Why did you choose this host institution and destination?

I chose this host institution primarily by reputation. Because I’m studying politics, Sciences Po is a very well known university for its study of politics. Because I study French at university, I thought it would be a really good opportunity for me to improve my French and apply what I’ve been learning in the classroom at Unimelb. I did some politics subjects and one sociology subjects. I picked subjects that I didn’t have the opportunity to study at Melbourne Uni. For example, one of my politics subjects was about Lebanon, its political system and history, which I really enjoyed.

What is your favourite memory from your overseas experience?

I was in France for two months. The best memory from an educational standpoint were some of the lectures. They were very interactive, the class sizes were smaller and the faculty were very engaging. So I really enjoyed the lectures.

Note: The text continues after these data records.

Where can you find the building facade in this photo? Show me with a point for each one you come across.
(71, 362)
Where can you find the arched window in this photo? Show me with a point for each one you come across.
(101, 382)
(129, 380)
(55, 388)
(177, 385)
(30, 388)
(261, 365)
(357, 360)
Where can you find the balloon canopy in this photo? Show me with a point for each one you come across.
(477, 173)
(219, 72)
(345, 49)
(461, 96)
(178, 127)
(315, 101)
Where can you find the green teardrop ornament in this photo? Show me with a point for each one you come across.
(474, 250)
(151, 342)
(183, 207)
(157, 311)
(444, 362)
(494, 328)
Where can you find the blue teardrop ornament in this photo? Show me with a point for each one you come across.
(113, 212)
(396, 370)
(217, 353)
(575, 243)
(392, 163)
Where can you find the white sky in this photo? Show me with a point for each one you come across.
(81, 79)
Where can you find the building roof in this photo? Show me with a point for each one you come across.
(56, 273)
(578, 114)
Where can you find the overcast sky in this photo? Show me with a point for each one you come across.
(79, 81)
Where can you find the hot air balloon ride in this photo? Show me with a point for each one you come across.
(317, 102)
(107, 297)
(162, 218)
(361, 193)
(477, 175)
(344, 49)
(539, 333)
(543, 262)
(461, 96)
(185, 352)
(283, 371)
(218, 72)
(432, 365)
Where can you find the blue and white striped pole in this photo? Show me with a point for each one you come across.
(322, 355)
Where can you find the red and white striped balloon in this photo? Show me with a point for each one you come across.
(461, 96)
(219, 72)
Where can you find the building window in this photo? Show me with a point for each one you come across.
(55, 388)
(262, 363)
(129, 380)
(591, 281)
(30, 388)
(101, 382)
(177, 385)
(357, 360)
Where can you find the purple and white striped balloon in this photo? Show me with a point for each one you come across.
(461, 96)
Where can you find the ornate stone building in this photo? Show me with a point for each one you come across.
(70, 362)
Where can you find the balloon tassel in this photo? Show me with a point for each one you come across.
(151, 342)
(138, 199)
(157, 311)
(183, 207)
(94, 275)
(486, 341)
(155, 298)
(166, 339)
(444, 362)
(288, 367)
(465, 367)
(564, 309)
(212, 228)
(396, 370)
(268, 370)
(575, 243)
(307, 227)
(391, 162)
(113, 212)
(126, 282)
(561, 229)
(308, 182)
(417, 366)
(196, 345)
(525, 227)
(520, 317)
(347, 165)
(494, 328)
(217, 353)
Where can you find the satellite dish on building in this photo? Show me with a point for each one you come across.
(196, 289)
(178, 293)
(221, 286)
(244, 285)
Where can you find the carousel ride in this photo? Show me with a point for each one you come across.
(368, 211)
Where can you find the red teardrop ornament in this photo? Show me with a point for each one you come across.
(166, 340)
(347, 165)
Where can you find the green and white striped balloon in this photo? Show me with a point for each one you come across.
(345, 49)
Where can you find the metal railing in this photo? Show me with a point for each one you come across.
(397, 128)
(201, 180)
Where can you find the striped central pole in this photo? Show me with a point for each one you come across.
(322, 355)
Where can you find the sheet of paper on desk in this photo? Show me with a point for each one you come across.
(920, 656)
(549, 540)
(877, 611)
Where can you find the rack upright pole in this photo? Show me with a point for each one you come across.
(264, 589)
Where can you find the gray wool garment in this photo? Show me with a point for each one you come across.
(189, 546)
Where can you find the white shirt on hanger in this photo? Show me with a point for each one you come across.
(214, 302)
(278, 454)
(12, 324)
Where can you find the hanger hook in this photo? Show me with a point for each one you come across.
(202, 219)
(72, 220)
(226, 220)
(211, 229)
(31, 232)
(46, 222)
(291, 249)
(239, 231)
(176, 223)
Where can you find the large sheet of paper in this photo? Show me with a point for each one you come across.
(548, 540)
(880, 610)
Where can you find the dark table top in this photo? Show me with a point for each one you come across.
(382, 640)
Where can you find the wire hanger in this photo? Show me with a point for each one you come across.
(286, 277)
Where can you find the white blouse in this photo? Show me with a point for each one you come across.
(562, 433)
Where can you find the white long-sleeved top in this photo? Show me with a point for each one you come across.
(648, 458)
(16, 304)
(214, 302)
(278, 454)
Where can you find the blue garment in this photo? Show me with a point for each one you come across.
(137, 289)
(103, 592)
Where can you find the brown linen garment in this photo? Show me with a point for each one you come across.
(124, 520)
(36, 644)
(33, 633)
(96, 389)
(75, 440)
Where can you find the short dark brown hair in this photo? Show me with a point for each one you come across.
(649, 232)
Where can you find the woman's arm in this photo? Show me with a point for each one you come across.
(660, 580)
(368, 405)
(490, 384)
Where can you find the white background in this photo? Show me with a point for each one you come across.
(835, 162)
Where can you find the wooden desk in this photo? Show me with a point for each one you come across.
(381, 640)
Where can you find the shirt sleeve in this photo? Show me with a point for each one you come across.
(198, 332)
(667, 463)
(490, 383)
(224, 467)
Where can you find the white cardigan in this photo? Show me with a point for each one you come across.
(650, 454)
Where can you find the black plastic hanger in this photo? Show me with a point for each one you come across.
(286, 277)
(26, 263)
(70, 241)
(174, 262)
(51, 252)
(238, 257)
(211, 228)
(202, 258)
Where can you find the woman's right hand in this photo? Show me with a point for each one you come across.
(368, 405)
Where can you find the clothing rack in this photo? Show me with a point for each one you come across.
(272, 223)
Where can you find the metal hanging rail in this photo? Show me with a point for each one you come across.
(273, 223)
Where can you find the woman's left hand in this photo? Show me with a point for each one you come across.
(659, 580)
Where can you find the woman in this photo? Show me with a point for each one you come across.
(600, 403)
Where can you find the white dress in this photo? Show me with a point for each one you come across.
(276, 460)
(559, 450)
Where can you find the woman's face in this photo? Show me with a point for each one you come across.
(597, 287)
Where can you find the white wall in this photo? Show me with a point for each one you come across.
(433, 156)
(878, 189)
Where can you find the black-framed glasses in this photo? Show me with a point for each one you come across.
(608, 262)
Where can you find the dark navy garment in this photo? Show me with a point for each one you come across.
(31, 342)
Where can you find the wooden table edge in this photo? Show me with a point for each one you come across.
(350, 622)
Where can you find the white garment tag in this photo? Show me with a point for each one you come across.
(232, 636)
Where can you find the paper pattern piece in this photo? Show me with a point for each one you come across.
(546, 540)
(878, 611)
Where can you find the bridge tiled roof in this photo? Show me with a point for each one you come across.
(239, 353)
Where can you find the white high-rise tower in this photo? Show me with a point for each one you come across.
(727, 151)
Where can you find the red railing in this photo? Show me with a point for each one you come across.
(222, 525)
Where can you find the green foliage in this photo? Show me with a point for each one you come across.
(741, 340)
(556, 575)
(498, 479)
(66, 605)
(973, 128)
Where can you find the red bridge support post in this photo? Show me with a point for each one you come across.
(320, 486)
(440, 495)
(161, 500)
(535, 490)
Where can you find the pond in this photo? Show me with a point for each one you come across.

From a non-educational perspective, I honestly just really enjoyed walking around Paris. I had never done so much walking in my life. There was so much to see and do. Seeing the city in a general sense was very enjoyable for me.

What was your biggest culture shock moment?

It’s a bit different in terms of the way that French families operate. When I’m in Melbourne I will eat a meal very quickly for 20 minutes at 6:00pm and then go back to do my work. Here I was very surprised that my host family would eat dinner at 8:00/8:30pm and then they’d sit for an hour. In the beginning, I was feeling a bit antsy, sitting there wondering when we would finish as I had work to do, but it’s just part of the cultural experience – savouring the food, spending time with family. Not really a massive shock but it was something that took me a while to get used to.

What is one thing any student visiting your destination must see or do?

If they are coming to Paris, they have to go to Le Marais. It’s this really nice area, it’s pretty hip and chic. There’s lots of little boutiques, the streets are really narrow, it’s a really nice place to go.

What is the one piece of advice or tip you wish you had known before you went on your overseas program?

When you go on exchange you expect that you will be speaking the local language all the time. I wish I’d known that I needed to make more of an effort to speak French. There are a lot of opportunities to speak English so I wish I’d known that that was the case and that from day one, I needed to focus on speaking French as much of possible. It took me 2-3 weeks before I realised that I really needed to speak more French because that is what I was in France for.

What is the most important lesson that you learnt from your experience? 

The lesson for me was really to take every opportunity you have being there on exchange. Because when I was there, at times I got a bit habituated to it. I had to snap myself out of that at times, because I found if you got a bit too habituated and in too much of a routine, you might miss out on the beauty of being overseas. For me, seizing the day and remembering the opportunity I had was limited and so to enjoy as much of it as I can.